Peut-être plus d’un en est-il à se demander : nous les chrétiens, en quoi devons-nous espérer ? Car le monde offre beaucoup de biens attirants pour notre cœur, qui réclame le bonheur et poursuit ardemment l’amour. D’autre part, nous voulons semer la joie et la paix à pleines mains : nous ne nous contentons pas de rechercher notre prospérité personnelle et nous tentons de rendre heureux tous ceux qui nous entourent.

Malheureusement d’aucuns, à la vision louable mais plate des choses, aux idéaux exclusivement caducs et fugaces, oublient que les aspirations des chrétiens doivent viser des sommets plus élevés, infinis. Ce qui nous intéresse, c’est l’Amour de Dieu, en jouir en plénitude avec une joie sans fin. Nous avons constaté, de bien des façons, que les choses d’ici-bas vont passer pour nous tous lorsque ce monde s’achèvera ; et même avant, pour chaque homme, car ni les richesses ni les honneurs ne nous accompagneront dans notre sépulture. C’est pourquoi nous avons appris à prier avec les ailes que nous donne l’espérance, qui porte nos cœurs à s’élever vers le Seigneur : In te Domine speravi, non confundar in æternum. J’espère en toi, Seigneur, pour que ta main me dirige maintenant et en toute circonstance, pour les siècles des siècles.
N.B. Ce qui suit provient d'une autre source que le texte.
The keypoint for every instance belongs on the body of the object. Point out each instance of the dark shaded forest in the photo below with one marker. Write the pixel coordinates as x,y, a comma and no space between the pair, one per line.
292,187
Si tu ne luttes pas, ne me dis pas que tu veux t’identifier davantage au Christ, le connaître, l’aimer. En empruntant cette voie royale, suivre le Christ, nous comporter en enfants de Dieu, nous savons bien ce qui nous attend : la Sainte Croix, où nous devons voir le point central sur lequel s’appuie notre espérance de nous unir au Seigneur.
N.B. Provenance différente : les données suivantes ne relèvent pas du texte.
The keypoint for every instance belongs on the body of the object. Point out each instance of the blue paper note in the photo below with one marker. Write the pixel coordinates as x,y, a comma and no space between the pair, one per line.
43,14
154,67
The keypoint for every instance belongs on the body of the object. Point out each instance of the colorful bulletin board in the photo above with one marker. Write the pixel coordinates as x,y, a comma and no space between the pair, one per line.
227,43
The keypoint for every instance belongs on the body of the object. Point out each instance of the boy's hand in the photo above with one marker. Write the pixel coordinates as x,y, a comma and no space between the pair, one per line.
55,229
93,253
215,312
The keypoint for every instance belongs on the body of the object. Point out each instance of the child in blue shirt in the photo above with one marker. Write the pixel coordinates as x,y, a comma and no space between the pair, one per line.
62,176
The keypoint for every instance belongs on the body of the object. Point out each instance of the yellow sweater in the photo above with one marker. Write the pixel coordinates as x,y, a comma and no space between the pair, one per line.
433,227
Ce programme, je te le dis à l’avance, n’a rien d’une entreprise facile, car vivre comme le Seigneur nous l’indique demande des efforts. Je vous lis l’énumération de l’Apôtre, lorsqu’il rapporte les péripéties et les souffrances qu’il a endurées pour accomplir la volonté de Jésus : Cinq fois j’ai reçu des Juifs les trente-neuf coups de fouet ; trois fois j’ai été flagellé ; une fois lapidé ; trois fois j’ai fait naufrage. Il m’est arrivé de passer un jour et une nuit dans l’abîme ! Voyages sans nombre, dangers des rivières, dangers des brigands, dangers de mes compatriotes, dangers des païens, dangers de la ville, dangers du désert, dangers de la mer, dangers des faux frères ! Labeur et fatigue, veilles fréquentes, faim et soif, jeûnes répétés, froid et nudité. Et sans parler du reste, mon obsession quotidienne : le souci de toutes les Églises !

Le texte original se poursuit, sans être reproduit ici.